We started out to do a five-day raid. My resources were only two divisions, the 4th Indian and the 7th Armoured divisions, whose morale was extremely high and they were very well trained. The enemy, on the other hand, had a vast numerical superiority, something in the nature of eight to one, but their morale was low and they had no interest or enthusiasm for the war at all. We therefore felt that we had to do something to knock him off balance and prevent him using that vast superiority against our small numbers. In this we were helped because his method of defence was this: he had a series of these fortified perimeter camps and we decided that we would attack one and one only. As they were so far apart we felt sure they would be unable to support each other and we would be able to deal with this one by itself. Therefore, in order to get a better result, we decided that by night we would move our main forces round between two of these camps until we came right to the rear and then to attack from the rear, which would be the last place he would expect to be attacked, and then the surprise would be complete.

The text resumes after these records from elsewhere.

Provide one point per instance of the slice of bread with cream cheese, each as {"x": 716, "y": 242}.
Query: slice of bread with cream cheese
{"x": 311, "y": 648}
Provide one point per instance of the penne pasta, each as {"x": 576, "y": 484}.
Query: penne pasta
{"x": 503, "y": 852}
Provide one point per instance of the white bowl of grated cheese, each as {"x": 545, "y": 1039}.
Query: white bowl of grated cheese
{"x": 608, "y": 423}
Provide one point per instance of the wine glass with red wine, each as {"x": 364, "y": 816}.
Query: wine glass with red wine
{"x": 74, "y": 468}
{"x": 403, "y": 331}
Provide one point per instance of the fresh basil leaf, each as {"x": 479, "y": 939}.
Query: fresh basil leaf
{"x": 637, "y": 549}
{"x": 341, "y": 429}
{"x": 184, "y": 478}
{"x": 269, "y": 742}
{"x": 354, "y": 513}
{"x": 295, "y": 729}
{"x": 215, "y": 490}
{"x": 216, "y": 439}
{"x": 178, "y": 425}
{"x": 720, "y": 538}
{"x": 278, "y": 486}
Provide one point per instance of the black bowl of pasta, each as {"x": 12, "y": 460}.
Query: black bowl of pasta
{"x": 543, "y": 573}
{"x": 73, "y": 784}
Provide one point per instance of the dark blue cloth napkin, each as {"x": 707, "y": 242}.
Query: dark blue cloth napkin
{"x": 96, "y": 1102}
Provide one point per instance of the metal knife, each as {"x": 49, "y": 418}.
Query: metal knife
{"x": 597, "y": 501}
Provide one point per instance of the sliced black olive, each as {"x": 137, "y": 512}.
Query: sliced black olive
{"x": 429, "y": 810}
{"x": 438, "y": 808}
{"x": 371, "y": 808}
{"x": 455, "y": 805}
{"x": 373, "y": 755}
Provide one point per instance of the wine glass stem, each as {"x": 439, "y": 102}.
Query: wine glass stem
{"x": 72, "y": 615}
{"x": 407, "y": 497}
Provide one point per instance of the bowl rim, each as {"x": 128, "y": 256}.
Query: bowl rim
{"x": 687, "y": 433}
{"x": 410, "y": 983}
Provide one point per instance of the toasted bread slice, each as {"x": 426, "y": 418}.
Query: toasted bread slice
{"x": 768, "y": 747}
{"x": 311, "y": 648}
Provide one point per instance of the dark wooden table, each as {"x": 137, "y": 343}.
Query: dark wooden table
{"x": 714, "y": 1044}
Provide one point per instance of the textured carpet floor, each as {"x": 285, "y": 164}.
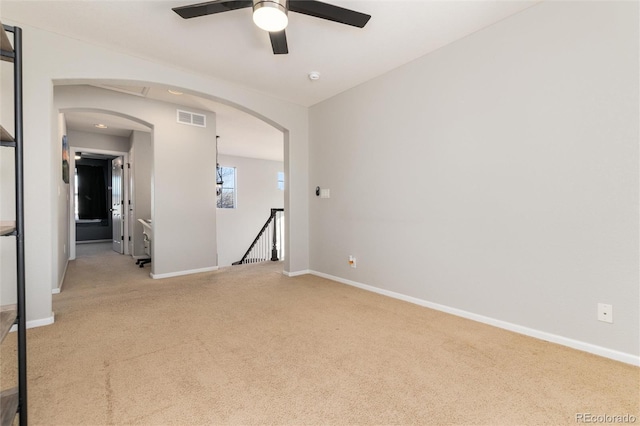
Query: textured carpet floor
{"x": 247, "y": 345}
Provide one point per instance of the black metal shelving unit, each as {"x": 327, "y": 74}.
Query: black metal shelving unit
{"x": 14, "y": 400}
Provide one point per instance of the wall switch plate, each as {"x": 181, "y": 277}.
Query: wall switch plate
{"x": 605, "y": 312}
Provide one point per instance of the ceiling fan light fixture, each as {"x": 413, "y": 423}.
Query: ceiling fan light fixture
{"x": 270, "y": 15}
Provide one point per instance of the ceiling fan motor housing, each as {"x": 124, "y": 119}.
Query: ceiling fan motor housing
{"x": 271, "y": 15}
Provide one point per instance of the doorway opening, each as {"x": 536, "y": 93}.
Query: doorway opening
{"x": 99, "y": 199}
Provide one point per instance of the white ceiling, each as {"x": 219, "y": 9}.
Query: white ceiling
{"x": 229, "y": 46}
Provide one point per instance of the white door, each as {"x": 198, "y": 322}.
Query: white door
{"x": 117, "y": 204}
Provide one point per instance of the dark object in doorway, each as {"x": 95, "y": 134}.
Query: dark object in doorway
{"x": 143, "y": 262}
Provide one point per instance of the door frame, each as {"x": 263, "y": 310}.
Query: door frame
{"x": 71, "y": 195}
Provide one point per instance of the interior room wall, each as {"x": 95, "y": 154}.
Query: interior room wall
{"x": 184, "y": 184}
{"x": 55, "y": 59}
{"x": 495, "y": 178}
{"x": 257, "y": 193}
{"x": 142, "y": 161}
{"x": 61, "y": 230}
{"x": 91, "y": 140}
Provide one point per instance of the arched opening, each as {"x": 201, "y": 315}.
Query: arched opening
{"x": 82, "y": 103}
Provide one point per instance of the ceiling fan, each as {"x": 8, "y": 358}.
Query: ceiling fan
{"x": 271, "y": 15}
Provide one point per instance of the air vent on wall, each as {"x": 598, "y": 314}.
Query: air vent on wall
{"x": 191, "y": 118}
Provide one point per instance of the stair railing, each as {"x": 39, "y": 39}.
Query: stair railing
{"x": 268, "y": 244}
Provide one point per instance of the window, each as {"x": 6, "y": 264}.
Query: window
{"x": 227, "y": 197}
{"x": 281, "y": 181}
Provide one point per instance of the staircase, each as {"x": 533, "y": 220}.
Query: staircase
{"x": 269, "y": 243}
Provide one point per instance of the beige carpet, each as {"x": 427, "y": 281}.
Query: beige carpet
{"x": 247, "y": 345}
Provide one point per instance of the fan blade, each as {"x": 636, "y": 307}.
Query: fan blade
{"x": 329, "y": 12}
{"x": 279, "y": 43}
{"x": 211, "y": 7}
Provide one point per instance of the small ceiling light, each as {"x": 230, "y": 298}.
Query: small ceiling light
{"x": 270, "y": 15}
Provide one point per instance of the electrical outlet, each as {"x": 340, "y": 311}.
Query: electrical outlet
{"x": 605, "y": 312}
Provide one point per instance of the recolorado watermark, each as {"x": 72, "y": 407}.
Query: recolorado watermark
{"x": 605, "y": 418}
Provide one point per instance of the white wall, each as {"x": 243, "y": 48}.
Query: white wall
{"x": 141, "y": 158}
{"x": 50, "y": 58}
{"x": 62, "y": 226}
{"x": 184, "y": 180}
{"x": 257, "y": 194}
{"x": 496, "y": 177}
{"x": 98, "y": 141}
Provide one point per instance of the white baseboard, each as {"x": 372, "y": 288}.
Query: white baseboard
{"x": 538, "y": 334}
{"x": 180, "y": 273}
{"x": 37, "y": 323}
{"x": 296, "y": 273}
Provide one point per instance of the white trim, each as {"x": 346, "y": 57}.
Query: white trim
{"x": 36, "y": 323}
{"x": 64, "y": 274}
{"x": 180, "y": 273}
{"x": 538, "y": 334}
{"x": 297, "y": 273}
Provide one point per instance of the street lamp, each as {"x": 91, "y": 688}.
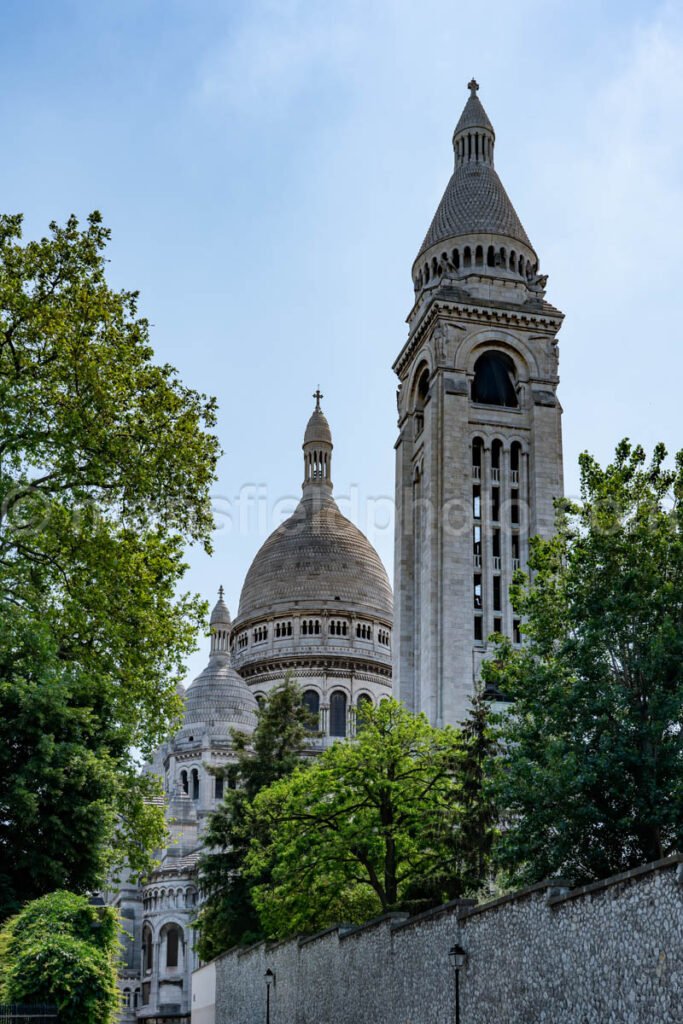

General O’Connor’s instructions were to inflict such heavy losses on the Italians to destroy their potential for the invasion of the Delta, and his tactics were to get in behind the camps in which the Italian forces had entrenched themselves and to take full advantage of their fortress-minded deployment and to knock off the camps one by one, at the same time inflicting very heavy losses on them. Eventually this opened the way to an advance which again he exploited to the full. He was a commander who was always looking for an opportunity for bigger and better things and he certainly saw this, appreciated it immediately and took advantage of it.


Although they greatly outnumbered us numerically and in other respects, our equipment was probably superior. Secondly their, training was very elementary: they were not trained for desert operations, the Italians, neither were they clever at night. Most importantly their morale, although apparently high, was a synthetic morale inspired by repetitive propaganda and one was very conscious that if they suffered a defeat this would probably peel off like a plastic wrapper, which in fact was the case. But they had, for example, no tanks worth paying much attention to and I speak with feeling for the Italian crews because I was myself with an Italian tank regiment in Italy for a period before the war. O’Connor undertook an operation that was due to last about four days, which was the limit for the available tanks, which were nearly worn out, and for our administration in terms of supplying water and fuel and ammunition. He achieved complete surprise, got behind the Italian positions at Sidi Barrani by a night march and in the morning Italian resistance collapsed. O’Connor’s great achievement was that by using captured vehicles and captured dumps of water and supplies he was able to maintain this four-day battle into an offensive lasting over a period of weeks and resulted in taking him as far as Benghazi and indeed beyond to El Agheila.


Italian Tenth Army

Your army in Egypt, although considerably smaller than ours in number, was certainly better trained, better equipped especially in transport and tanks and armoured cars, and also had at the top generals who were certainly more aggressively minded than ours, so of course morale sagged even more. The armoured car acting as an OP [Observation Post] for the artillery had a tremendous effect on our men because they couldn’t see the enemy. We could just see something glistening on the horizon, which was the armoured car, and then you’d fire a few shots and it would move a couple of hundred yards and readjust the fire of your batteries and this shook very much our Libyan troops. We had two divisions of Libyan troops who had, some of them, fought very well in Ethiopia, but these men must see the enemy to fight well. You can’t put them in a fort and say hold it, and all day keep them subject to artillery fire, which they can’t see where it comes from. They turn to their white officer and say, ‘What about it, why can’t we fire back?’ And you say, ‘Well, we haven’t got the guns,’ and they say, ‘Well, then, they’re stronger and this is very bad.’


I wasn’t really surprised. I thought we’d do it, I thought we’d surprise them. We dominated no man’s land and so they really didn’t get their patrols out in the way they ought to have. The relative difficulty was getting right this night march between the two camps, which were only twenty to twenty-five miles apart. But they didn’t hear us: we had aeroplanes in the air to make a noise all the time so they never heard our movement and it came as a complete and absolute surprise to them.